About finding the start symbol of a grammar

Eduardo Costa

unread,

May 21, 2021, 9:46:25 AM5/21/21

to

Hey guys,

I've been lately dealing with a parser generator for LL grammars, and since
it's inception I've always been blindy assuming the first element read from
within the input file is going to be the start symbol or starting rule.

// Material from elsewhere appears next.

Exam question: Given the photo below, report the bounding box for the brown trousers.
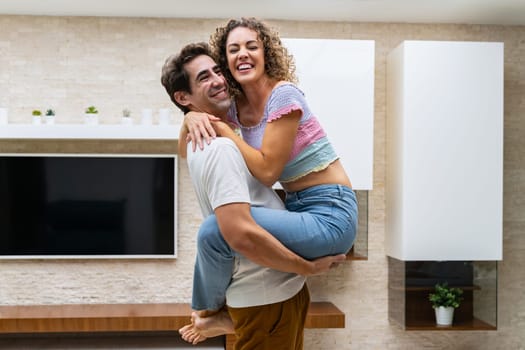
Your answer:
[228,284,310,350]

So I've been wondering all this time, just out of curiosity, if there exists a
method or algorithm to find out the start symbol of a given grammar?

I guess the answer is no.

While there would exist grammars we could recursively check to find out which
it's start symbol is (i.e.: it's the only rule that used the rest of them,
where checking every other resulted in dangling rules that weren't even called
in), there might be other grammars for which more than one rule yields full
coverage (all of these obviously defining different languages) and so leading
to ambiguity.

I only contemplate a simple coverage test, even though other techniques could
exist, again, all of them leading to a point where we couldn't ascertain if
one or the other is what the user meant.

So I'm wondering if this is even an issue in production-grade
parser-generators out there?

Regards,
[yacc and its descendants have an explicit %start declaration, usually defaulting to
the first rule in the file. -John]

Kaz Kylheku

unread,

May 21, 2021, 11:17:17 AM5/21/21

to

On 2021-05-21, Eduardo Costa <ecost...@gmail.com> wrote:
> Hey guys,
>
> I've been lately dealing with a parser generator for LL grammars, and since
> it's inception I've always been blindy assuming the first element read from
> within the input file is going to be the start symbol or starting rule.
>
> So I've been wondering all this time, just out of curiosity, if there exists a
> method or algorithm to find out the start symbol of a given grammar?
>
> I guess the answer is no.

Surely, the start symbol of a context-free grammar is one which appears
only in the left hand side of a rule. If there is such a unique symbol,
it must be /the/ start symbol.

> While there would exist grammars we could recursively check to find out which
> it's start symbol is (i.e.: it's the only rule that used the rest of them,
> where checking every other resulted in dangling rules that weren't even called
> in), there might be other grammars for which more than one rule yields full
> coverage (all of these obviously defining different languages) and so leading
> to ambiguity.

Ambiguity doesn't imply there is no algorithm to find a start symbol,
but that the algorithm must be able to report situations like the
presence of multiple start symbols, or no start symbols.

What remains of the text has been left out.